RDC : le Gouvernement renforce ses outils pour mieux prévoir les recettes minières

Le Gouvernement congolais veut mieux prévoir l’argent qui vient des mines, du pétrole et du gaz. À Kinshasa, le 25 novembre 2025, le Ministre d’État au Plan, Guylain Nyembo, a lancé un Forum de haut niveau pour améliorer le modèle de cadrage macroéconomique, c’est-à-dire la façon dont l’État fait ses prévisions économiques et budgétaires.

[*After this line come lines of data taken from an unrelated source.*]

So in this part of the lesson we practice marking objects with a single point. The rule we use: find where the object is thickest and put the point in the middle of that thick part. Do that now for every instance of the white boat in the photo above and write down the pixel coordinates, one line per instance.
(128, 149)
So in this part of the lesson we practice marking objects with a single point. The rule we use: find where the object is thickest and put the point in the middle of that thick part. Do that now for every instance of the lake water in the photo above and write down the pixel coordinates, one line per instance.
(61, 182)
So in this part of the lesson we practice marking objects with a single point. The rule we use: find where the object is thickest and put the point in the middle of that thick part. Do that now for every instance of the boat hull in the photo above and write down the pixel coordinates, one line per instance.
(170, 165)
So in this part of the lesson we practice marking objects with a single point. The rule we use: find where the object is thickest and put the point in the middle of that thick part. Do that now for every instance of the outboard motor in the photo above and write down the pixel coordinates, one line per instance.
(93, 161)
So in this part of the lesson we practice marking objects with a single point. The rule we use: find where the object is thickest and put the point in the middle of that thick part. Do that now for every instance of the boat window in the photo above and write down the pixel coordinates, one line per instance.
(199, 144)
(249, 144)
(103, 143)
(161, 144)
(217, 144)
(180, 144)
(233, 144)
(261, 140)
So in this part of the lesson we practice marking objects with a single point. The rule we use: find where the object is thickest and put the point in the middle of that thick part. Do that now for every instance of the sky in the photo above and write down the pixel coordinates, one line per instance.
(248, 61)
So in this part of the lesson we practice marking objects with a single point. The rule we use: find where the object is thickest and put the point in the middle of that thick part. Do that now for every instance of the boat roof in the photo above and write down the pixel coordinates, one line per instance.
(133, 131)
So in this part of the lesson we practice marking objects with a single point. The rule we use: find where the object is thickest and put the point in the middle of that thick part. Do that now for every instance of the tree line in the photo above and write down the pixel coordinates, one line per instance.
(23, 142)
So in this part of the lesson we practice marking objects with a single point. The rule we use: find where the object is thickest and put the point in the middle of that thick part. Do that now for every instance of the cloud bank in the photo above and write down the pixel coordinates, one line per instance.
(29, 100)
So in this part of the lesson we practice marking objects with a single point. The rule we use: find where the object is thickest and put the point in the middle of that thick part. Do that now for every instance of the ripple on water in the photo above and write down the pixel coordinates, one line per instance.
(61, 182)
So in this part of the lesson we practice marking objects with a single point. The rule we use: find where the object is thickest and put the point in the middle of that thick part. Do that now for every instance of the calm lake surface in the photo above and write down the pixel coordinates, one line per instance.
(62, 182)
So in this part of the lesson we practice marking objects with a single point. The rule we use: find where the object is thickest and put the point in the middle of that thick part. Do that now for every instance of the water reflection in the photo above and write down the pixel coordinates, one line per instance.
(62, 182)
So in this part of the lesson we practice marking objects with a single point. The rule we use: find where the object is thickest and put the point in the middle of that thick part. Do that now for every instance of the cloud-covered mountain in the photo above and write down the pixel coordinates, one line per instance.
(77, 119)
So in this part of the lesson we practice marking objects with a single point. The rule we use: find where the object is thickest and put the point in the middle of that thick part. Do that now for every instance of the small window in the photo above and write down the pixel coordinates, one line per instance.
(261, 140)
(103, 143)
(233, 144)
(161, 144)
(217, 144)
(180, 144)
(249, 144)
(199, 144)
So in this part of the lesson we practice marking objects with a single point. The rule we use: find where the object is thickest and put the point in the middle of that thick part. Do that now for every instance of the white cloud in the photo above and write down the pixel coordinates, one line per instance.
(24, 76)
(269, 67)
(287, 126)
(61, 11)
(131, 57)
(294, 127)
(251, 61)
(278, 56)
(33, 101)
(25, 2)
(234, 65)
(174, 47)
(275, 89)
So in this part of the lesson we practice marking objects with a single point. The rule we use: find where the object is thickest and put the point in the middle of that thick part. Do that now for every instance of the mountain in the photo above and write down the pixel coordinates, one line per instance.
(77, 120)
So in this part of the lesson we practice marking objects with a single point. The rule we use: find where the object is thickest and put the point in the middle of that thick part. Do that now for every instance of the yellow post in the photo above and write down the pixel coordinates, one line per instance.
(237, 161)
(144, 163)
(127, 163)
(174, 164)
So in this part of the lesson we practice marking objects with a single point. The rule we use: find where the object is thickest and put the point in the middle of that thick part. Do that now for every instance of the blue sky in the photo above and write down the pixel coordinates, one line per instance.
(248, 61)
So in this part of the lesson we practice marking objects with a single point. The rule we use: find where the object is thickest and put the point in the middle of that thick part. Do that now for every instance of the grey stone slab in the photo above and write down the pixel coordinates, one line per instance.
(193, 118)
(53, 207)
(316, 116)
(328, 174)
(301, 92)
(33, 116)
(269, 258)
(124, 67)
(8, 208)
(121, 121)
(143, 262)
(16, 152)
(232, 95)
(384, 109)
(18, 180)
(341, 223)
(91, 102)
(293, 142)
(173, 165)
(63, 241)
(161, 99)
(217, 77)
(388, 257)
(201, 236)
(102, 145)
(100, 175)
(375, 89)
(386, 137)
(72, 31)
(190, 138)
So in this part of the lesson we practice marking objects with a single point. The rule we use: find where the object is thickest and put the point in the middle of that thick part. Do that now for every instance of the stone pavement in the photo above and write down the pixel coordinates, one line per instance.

Un nouveau modèle pour fiabiliser les prévisions de l’État

Face au Ministre des Mines, Louis Watum Kabamba, également 1er vice-président du Comité exécutif de l’ITIE-RDC, Guylain Nyembo a rappelé l’objectif du Gouvernement : reprendre la main sur la souveraineté économique du pays en s’appuyant sur des données fiables. Il a insisté sur un point : « Les mauvaises données sont pires que l’absence de données ». Pour lui, le pays doit mieux organiser la collecte, l’analyse et la circulation de l’information issue du secteur extractif.

Ce Forum arrive après la signature d’un nouvel arrêté interministériel qui change en profondeur le fonctionnement du Comité permanent de cadrage macroéconomique (CPCM). Ce comité est au cœur des prévisions de croissance, de recettes et de dépenses de l’État. Désormais, il s’appuie sur deux nouveaux outils : le Noyau Prévision des Recettes Extractives (NPRE) et le Noyau Prévision et Simulation Macroéconomiques (NPSM).

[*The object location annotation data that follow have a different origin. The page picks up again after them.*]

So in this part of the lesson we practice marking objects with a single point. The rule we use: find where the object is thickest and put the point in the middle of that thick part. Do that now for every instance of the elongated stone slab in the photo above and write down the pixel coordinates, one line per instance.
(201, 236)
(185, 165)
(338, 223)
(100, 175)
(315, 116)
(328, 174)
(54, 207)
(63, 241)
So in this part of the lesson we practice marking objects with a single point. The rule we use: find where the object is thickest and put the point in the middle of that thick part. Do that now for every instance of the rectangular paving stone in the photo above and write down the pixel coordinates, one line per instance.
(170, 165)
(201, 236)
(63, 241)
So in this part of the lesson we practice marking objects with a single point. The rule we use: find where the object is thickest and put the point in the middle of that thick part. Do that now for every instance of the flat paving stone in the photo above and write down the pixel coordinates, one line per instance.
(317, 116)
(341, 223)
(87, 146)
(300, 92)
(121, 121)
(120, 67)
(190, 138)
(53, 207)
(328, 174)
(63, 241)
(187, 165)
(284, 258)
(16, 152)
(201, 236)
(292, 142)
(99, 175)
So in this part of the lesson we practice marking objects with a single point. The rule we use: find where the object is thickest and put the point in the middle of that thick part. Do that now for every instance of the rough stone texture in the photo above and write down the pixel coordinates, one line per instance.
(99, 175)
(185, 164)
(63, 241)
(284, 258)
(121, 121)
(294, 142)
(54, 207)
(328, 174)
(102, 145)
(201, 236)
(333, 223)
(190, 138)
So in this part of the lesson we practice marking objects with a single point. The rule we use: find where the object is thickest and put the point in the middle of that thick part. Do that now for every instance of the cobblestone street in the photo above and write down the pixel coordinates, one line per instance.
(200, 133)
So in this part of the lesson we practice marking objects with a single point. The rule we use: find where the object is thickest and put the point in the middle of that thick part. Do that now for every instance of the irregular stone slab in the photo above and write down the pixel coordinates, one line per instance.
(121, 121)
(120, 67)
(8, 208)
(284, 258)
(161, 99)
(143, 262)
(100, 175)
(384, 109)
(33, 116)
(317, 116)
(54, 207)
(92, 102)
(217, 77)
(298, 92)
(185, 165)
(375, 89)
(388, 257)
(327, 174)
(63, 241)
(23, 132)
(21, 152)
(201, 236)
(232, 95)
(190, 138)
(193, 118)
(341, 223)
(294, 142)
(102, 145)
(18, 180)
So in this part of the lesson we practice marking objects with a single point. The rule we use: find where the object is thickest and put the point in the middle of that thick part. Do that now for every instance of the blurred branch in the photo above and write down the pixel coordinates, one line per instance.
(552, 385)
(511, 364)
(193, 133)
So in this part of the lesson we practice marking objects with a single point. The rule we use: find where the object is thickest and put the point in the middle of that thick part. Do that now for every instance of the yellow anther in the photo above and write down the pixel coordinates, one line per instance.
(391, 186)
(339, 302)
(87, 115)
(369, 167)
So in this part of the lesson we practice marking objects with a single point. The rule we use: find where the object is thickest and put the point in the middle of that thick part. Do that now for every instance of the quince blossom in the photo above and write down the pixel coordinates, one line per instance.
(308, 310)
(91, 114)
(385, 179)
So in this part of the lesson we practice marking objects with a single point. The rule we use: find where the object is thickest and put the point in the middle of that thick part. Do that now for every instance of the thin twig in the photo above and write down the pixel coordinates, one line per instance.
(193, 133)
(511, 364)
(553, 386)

Le NPRE doit aider le Gouvernement à estimer plus précisément les recettes minières, pétrolières et gazières qui alimentent le budget de l’État. Le NPSM sert à tester différents scénarios économiques : hausse ou baisse des prix des matières premières, évolution de la production, impact sur les recettes publiques. Ensemble, ces outils doivent rendre les prévisions plus solides et plus proches de la réalité du terrain.

Avec l’appui de la GIZ et de l’ITIE-RDC, le Forum prévoit aussi d’étendre ces méthodes de modélisation à un plus grand nombre de projets miniers. L’objectif est clair : construire un cadrage macroéconomique crédible, moderne et au service d’une meilleure discipline financière publique.